2000年2月15日の朝日新聞によれば、元通産省OBの投資会社
エム・エイ・シー(資金はオリックス支援)による東証二部上場企業の
昭栄(不動産・電子部品)のTOBは失敗したと報じている。

しかし、経営内容に問題ある大企業や、微温的経営の低株価企業
が、資産内容の良い企業あるいは資金支援のある企業に公開買付
されるのは、欧米では通常の商行為である。



昨年9月「小が大を呑む買収宣言」として、スコットランド銀行(BoS)
が、イングランドの名門大銀行NatWest(ナショナル・ウェストミンス
ター銀行)に、敵対的公開株式買付(hostile takeover bid)を仕掛け、
続いて現地で競合するロイヤル・スコットランド銀行(RBS)も買収
に名乗りをあげたことをアップロードした。

その後の帰趨を興味深く見ていたところ、2月11日のBBC NEWS
は、「英国銀行界にショックを与えた買収闘争は、NatWestの全面
降伏で終結した」と、次のように報じている。
買収価格は210憶ポンド(約3兆7千億円)。

NatWest has finally capitulated to Royal Bank of Scotland's
」21bn hostile takeover bid.
Its surrender ends months of battling between RBS and its
arch-rival, Bank of Scotland, for control of NatWest in a
takeover tussle that galvanised the UK banking industry.

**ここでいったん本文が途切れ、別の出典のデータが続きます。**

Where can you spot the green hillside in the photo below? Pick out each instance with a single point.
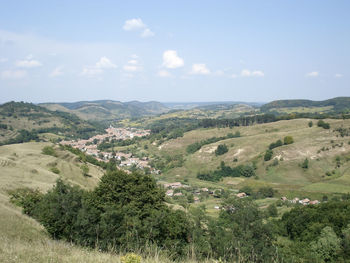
(104, 110)
(20, 122)
(22, 239)
(322, 147)
(336, 104)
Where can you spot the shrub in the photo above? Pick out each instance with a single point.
(276, 144)
(288, 140)
(323, 124)
(222, 149)
(131, 258)
(305, 164)
(49, 150)
(26, 198)
(55, 170)
(268, 155)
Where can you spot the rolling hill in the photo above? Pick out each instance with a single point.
(19, 119)
(105, 110)
(338, 104)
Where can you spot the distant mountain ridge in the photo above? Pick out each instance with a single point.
(338, 104)
(108, 109)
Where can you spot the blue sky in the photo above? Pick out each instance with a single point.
(174, 50)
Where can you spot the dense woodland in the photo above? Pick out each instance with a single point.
(126, 212)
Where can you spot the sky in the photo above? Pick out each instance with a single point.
(174, 51)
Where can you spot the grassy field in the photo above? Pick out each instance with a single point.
(251, 146)
(22, 239)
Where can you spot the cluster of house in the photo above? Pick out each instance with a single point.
(89, 146)
(305, 201)
(126, 133)
(196, 192)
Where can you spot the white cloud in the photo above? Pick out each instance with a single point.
(200, 69)
(105, 63)
(56, 72)
(172, 60)
(147, 33)
(91, 71)
(219, 73)
(133, 65)
(13, 74)
(136, 24)
(133, 62)
(258, 73)
(28, 63)
(102, 64)
(254, 73)
(312, 74)
(130, 68)
(164, 74)
(133, 24)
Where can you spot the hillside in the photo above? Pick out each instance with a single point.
(22, 238)
(104, 110)
(327, 151)
(19, 119)
(336, 104)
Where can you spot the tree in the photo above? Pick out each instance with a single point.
(222, 149)
(268, 155)
(288, 140)
(272, 210)
(327, 246)
(305, 164)
(323, 124)
(85, 169)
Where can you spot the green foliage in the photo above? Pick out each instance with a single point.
(26, 198)
(23, 136)
(276, 144)
(305, 164)
(323, 124)
(221, 149)
(327, 245)
(268, 155)
(272, 210)
(192, 148)
(288, 140)
(131, 258)
(227, 171)
(264, 192)
(306, 222)
(240, 235)
(84, 169)
(49, 150)
(55, 170)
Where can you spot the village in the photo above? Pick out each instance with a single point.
(173, 190)
(125, 160)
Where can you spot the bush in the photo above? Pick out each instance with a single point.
(305, 164)
(55, 170)
(288, 140)
(323, 124)
(268, 155)
(26, 198)
(49, 150)
(131, 258)
(276, 144)
(222, 149)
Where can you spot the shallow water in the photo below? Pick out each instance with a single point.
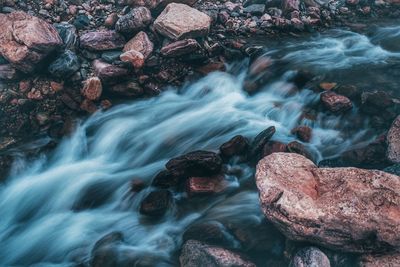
(44, 220)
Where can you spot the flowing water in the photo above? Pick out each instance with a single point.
(44, 220)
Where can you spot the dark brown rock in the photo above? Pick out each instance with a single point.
(102, 40)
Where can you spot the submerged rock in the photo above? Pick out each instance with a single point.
(346, 209)
(179, 21)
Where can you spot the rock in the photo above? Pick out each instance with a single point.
(310, 257)
(92, 89)
(238, 145)
(260, 140)
(140, 43)
(156, 203)
(102, 40)
(136, 20)
(197, 254)
(388, 260)
(205, 185)
(180, 48)
(107, 72)
(68, 35)
(26, 40)
(134, 57)
(65, 65)
(8, 72)
(129, 89)
(303, 133)
(335, 103)
(393, 141)
(196, 163)
(345, 209)
(179, 21)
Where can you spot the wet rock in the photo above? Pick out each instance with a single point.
(8, 72)
(179, 21)
(68, 35)
(136, 20)
(134, 57)
(195, 253)
(156, 203)
(92, 89)
(102, 40)
(308, 257)
(303, 133)
(180, 48)
(196, 163)
(140, 43)
(130, 89)
(260, 140)
(335, 103)
(238, 145)
(205, 185)
(26, 40)
(346, 209)
(107, 72)
(65, 65)
(393, 141)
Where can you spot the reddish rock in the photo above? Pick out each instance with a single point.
(180, 48)
(179, 21)
(346, 209)
(140, 43)
(134, 57)
(304, 133)
(92, 89)
(238, 145)
(198, 254)
(25, 40)
(136, 20)
(393, 142)
(205, 185)
(156, 203)
(102, 40)
(107, 72)
(335, 103)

名門NatWestの名前は残され、この買収によりRBS-NatWestは
英国では香港上海銀行(HKSH)、ロイズ銀行(Lloyds)についで
第3位の銀行(欧州では7位)となる。
英国4位はバークレイズ銀行(Barclays )である。

勝利したRBSはグループ総従業員94,000名、店舗総数2,400店
となるが、人員は18,000名削減されるとみられる。

一方買収競争に敗れたスコットランド銀行は、逆にロイズ銀行や
バークレイズ銀行の標的になることも予想されると報じられてい
る。

Hunter hunted

Left out in the cold by RBS's victory, BoS could now find
itself the target of takeover bids from other rivals, such
as Lloyds TSB or Barclays.



日本の大銀行も、量を競い不良資産を抱え込んで経営に失敗し
たり、私物化された事例がいくつかあるが、反面、バブルの最中
でも「シブチン」銀行と揶揄されながらも堅実経営に徹した地方銀
行や信用金庫もある。

護送船団方式は、あたかも戦後のグループ教育のように、ボトム
のアップに力点を置きすぎ、切磋琢磨・勤倹努力を怠った者を、
金融秩序の維持という大義名分で過保護してきた。
日本でも経営内容の良い地方銀行が、資産内容の悪い大銀行を
公開買付するようになると、経営に緊張感が出て、活性化するの
ではなかろうか。

公開買付けをする者を「悪者」と解するのは量見が狭い。
買付けに遭う方に問題があることが多い。
今回NatWestは英大手生保の買収に失敗し、株価を下げ、逆に
買収される結果となった。
ロイヤル・スコットランド銀行はれっきとした発券銀行である。
日本でもきちんとした企業が公開買付けをするようになるとよい。

今回の「小が大を呑む買収」は、経営は量ではなく質であることを
如実に示した一例であるが、経営のあり方だけでなく、スコットラン
ド・イングランド問題という面でも、合併後の経営成果が興味深い。